Dozens of Department of Veterans Affairs (VA) health care facilities lack required levels of cleanliness due to shortage of custodial staff, even as the department fattens up the ranks of its public relations experts, according to Sen. Joni Ernst (R-Iowa).
The VA’s accounting and grant-management records are also severely lacking, Ernst said in a statement made available to The Epoch Times late on July 30.
“Ensuring sanitary conditions and practicing good hygiene is absolutely critical to the safety and health of our veterans and their caregivers, especially during COVID-19, which has claimed the lives of nearly 2,000 VA patients and more than 40 VA employees,” Ernst said.
Ernst is the first U.S. Army female combat veteran ever elected to the Senate.
The VA has been the subject of multiple scandals and investigations in the past decade, due to thousands of veterans being unable to secure timely treatment, sometimes with a fatal result, government officials falsifying treatment and appointment records, and wasteful spending on questionable employee conferences.
Among President Donald Trump’s priorities early in his tenure was securing congressional approval of expedited firing authority for VA leaders to weed out incompetent and dishonest employees.
“In fact, the VA public affairs staff size increased by 25 percent since 2012, with the department spending more than $30 million for 329 public affairs officers,” Ernst said.
“This is the federal agency that is supposed to care for our nation’s heroes, and instead, we’re focused on gardens and decorations? Give me a break.”

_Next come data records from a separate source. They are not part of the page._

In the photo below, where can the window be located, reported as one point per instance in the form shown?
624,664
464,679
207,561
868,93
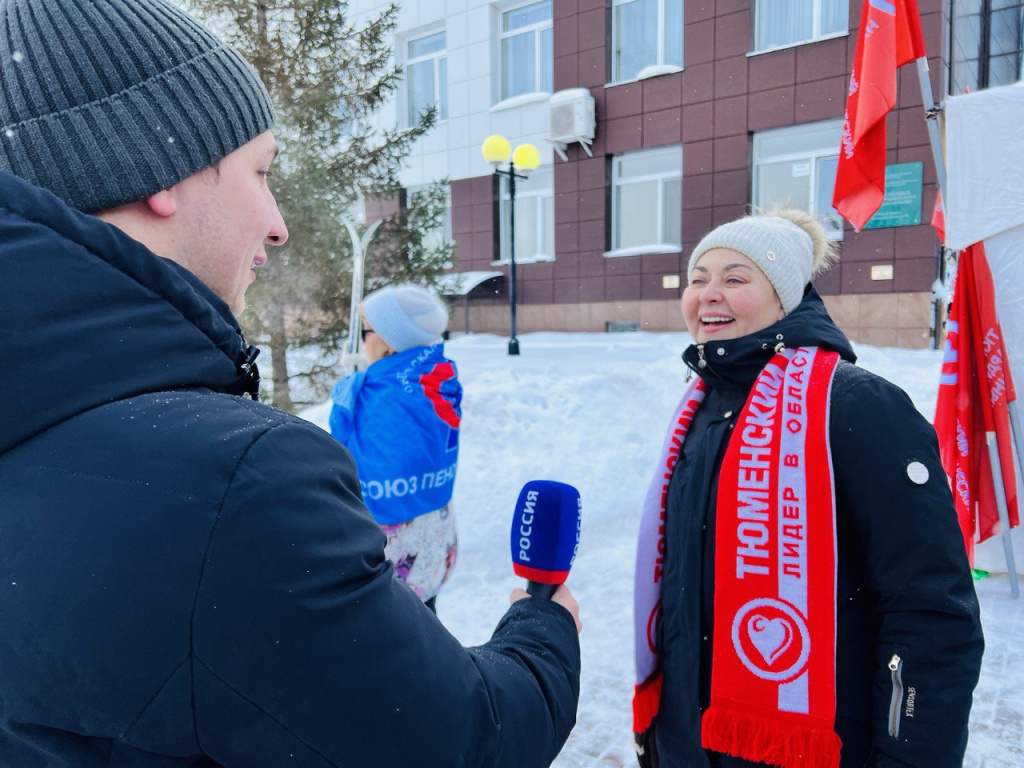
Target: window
645,33
987,44
527,55
796,168
426,71
647,200
782,23
535,218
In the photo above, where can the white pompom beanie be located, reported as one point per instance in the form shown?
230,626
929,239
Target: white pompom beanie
783,251
406,315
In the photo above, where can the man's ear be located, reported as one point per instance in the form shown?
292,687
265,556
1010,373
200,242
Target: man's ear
163,204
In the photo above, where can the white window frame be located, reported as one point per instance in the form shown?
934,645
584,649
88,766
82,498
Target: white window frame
659,245
812,156
659,67
525,197
539,64
816,34
440,72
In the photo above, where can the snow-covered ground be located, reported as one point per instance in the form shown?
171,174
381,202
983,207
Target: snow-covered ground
591,410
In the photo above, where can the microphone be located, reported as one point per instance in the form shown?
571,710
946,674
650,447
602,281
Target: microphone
545,535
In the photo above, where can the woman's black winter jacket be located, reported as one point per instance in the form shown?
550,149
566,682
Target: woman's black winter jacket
903,585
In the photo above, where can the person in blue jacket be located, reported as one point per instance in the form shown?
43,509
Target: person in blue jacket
189,578
399,419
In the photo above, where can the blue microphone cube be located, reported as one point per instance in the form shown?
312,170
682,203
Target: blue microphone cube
546,530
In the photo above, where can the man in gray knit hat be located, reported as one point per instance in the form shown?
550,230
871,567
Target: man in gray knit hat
189,578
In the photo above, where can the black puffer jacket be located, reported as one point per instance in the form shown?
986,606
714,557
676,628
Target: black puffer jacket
189,578
903,583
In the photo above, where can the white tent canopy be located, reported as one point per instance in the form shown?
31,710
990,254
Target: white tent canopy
984,201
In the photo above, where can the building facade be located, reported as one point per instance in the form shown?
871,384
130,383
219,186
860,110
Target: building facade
701,109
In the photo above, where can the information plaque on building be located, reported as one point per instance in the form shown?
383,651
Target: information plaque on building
901,206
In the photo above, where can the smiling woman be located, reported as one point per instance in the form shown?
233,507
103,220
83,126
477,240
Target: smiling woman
763,555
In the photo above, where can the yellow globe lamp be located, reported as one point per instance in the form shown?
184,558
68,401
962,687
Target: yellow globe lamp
526,158
496,148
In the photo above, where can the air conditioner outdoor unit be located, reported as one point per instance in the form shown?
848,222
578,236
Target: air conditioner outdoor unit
571,119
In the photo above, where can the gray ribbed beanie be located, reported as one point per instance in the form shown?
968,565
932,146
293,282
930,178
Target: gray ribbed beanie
782,250
104,102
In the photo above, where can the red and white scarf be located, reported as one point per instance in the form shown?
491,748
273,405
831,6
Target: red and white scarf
773,679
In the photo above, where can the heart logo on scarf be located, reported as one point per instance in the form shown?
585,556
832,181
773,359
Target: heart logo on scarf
772,637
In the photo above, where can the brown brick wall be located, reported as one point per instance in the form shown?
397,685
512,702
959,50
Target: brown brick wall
711,109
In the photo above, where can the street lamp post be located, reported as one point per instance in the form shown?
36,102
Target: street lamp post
496,151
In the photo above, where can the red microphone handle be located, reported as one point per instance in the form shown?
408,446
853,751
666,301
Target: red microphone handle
539,589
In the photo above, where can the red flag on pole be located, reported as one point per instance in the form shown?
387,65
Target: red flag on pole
960,441
974,391
996,386
890,36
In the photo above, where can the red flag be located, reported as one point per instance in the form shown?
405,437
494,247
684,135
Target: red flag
960,440
890,36
974,390
996,386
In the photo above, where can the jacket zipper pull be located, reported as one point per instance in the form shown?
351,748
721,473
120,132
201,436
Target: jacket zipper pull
896,705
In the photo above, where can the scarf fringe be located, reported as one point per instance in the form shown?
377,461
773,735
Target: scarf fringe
646,698
780,743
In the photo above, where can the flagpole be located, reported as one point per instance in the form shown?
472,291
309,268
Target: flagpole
935,139
932,119
1000,505
932,113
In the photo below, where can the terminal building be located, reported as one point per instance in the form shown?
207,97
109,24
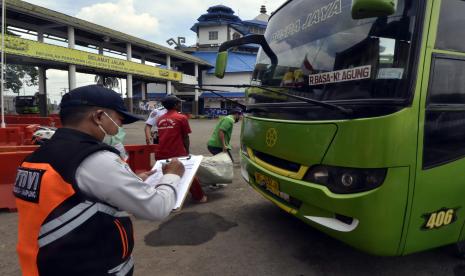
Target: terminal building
218,25
52,40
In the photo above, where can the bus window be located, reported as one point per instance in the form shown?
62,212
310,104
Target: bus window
451,31
444,139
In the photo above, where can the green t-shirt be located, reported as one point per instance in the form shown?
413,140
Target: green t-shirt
226,125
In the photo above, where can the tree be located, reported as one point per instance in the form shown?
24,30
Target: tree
108,82
17,75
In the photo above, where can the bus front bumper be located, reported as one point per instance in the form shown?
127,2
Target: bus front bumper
370,221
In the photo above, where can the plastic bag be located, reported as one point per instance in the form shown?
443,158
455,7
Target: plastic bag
216,169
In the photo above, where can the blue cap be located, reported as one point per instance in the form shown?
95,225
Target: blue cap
97,95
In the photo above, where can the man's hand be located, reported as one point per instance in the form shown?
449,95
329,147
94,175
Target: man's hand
174,167
146,175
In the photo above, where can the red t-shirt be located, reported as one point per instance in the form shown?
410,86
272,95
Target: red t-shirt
172,128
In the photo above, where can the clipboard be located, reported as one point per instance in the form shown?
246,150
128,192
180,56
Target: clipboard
191,164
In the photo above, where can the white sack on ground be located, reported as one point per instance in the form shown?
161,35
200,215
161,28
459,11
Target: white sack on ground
216,169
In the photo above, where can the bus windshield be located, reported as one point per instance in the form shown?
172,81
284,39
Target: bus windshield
325,55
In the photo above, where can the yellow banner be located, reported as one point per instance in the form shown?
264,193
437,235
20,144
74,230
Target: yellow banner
29,48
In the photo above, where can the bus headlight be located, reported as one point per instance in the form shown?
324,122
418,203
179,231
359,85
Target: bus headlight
342,180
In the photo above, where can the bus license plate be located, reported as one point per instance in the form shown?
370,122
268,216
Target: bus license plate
270,184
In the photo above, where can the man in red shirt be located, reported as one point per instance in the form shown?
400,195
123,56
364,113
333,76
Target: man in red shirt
173,134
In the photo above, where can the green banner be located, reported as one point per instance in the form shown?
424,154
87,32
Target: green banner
34,49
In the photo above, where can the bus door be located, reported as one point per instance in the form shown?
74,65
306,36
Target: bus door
438,209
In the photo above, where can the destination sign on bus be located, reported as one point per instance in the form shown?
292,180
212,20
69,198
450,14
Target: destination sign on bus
356,73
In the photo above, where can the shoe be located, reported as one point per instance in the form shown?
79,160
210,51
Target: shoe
204,199
217,186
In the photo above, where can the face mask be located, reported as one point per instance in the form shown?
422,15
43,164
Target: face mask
116,140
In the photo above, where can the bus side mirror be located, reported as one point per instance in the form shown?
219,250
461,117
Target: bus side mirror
221,63
373,8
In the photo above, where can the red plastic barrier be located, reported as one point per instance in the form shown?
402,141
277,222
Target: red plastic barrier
28,148
27,131
53,121
9,162
140,156
11,136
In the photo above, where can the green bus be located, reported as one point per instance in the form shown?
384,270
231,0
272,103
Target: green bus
355,120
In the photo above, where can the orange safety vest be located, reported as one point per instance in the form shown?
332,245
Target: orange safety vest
61,231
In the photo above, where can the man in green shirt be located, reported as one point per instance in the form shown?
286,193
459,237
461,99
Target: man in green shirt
221,137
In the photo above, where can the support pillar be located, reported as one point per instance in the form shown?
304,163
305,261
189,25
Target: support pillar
168,83
72,67
195,108
42,84
129,79
143,84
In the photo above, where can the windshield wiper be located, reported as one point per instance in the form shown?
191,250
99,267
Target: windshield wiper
304,99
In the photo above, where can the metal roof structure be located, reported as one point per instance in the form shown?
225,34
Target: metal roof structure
237,62
32,17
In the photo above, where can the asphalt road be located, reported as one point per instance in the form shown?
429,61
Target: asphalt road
239,233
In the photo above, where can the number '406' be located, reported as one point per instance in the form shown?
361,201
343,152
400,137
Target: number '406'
440,218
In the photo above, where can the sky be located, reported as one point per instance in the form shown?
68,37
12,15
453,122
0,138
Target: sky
152,20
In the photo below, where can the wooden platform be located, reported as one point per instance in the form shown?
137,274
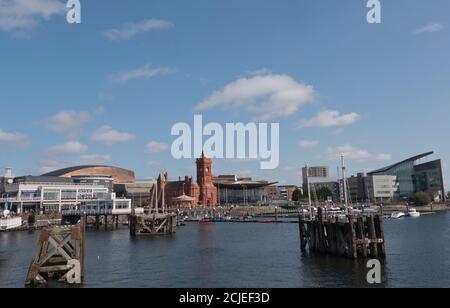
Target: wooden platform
153,224
59,256
359,236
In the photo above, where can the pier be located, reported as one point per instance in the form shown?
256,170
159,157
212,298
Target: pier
59,256
352,236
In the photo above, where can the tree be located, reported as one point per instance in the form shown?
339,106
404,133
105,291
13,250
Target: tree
421,199
297,195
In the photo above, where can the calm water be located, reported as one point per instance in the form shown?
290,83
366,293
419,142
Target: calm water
243,255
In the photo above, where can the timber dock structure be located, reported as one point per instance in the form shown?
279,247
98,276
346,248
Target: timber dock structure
59,256
355,236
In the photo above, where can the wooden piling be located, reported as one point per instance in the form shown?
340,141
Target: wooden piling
354,237
59,256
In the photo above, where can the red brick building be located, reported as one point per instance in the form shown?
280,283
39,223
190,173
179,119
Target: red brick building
204,193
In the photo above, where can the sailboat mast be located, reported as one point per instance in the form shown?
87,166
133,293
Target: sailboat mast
309,189
344,180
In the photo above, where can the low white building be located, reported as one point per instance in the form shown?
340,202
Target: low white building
57,195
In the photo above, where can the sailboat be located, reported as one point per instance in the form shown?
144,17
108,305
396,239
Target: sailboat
8,222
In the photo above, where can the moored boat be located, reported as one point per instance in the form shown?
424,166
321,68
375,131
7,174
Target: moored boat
8,222
398,215
413,213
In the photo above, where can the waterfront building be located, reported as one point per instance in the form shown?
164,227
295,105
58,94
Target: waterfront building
413,177
203,192
138,192
241,191
287,191
118,175
46,194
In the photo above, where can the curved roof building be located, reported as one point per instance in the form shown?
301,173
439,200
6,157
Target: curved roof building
118,175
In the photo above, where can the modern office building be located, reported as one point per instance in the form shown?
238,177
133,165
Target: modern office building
138,192
287,191
46,194
241,191
412,177
118,175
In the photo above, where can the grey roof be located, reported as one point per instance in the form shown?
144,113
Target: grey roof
75,168
42,179
411,159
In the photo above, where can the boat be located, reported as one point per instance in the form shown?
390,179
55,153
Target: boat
8,222
265,221
413,213
398,215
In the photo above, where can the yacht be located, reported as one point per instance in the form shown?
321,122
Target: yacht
8,222
398,215
413,213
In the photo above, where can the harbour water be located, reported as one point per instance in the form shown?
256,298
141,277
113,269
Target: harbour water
243,255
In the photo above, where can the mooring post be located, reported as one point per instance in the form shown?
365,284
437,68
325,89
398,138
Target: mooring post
379,231
372,237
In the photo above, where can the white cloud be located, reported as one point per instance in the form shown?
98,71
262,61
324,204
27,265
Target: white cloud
68,122
330,118
145,72
131,29
260,71
13,137
308,144
24,15
153,164
267,96
93,159
352,153
108,136
154,147
430,28
71,147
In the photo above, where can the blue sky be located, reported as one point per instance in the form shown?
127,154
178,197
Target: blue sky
110,89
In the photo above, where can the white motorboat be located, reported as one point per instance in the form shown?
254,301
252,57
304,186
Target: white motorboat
398,215
413,213
8,222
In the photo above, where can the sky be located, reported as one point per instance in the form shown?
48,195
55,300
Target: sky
109,90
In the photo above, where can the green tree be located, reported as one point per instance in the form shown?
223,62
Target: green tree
421,199
297,195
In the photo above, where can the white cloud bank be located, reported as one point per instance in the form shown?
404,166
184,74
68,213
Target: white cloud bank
68,122
430,28
129,30
268,96
13,138
71,147
24,15
308,144
109,136
144,72
352,153
329,118
155,147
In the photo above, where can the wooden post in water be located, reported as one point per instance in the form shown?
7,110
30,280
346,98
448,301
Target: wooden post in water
59,256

“Congress instead chose to sweep the waste under the rug. Are you surprised?” she said. “It is appalling that instead of using $20 million of taxpayer money to reduce the backlog and ensure quality and timely care for our veterans, the VA chose to spend that money on decorative artwork.”
“The VA’s spending records are a mess, littered with inaccuracies and incomplete information, making it difficult—if not impossible—to know how the department is spending taxpayer dollars,” Ernst said.
“Clearly, the VA needs to put as much and more emphasis on cleaning up its actual facilities—and its books—as it does on its public appearance.”
With the recent passing of former Sen. Tom Coburn, the Oklahoma Republican known among colleagues and the media as “Dr. No” for his many years of exposing waste, fraud, and abuse in government spending, Ernst has become the Senate’s most vocal crusader against squandered tax dollars.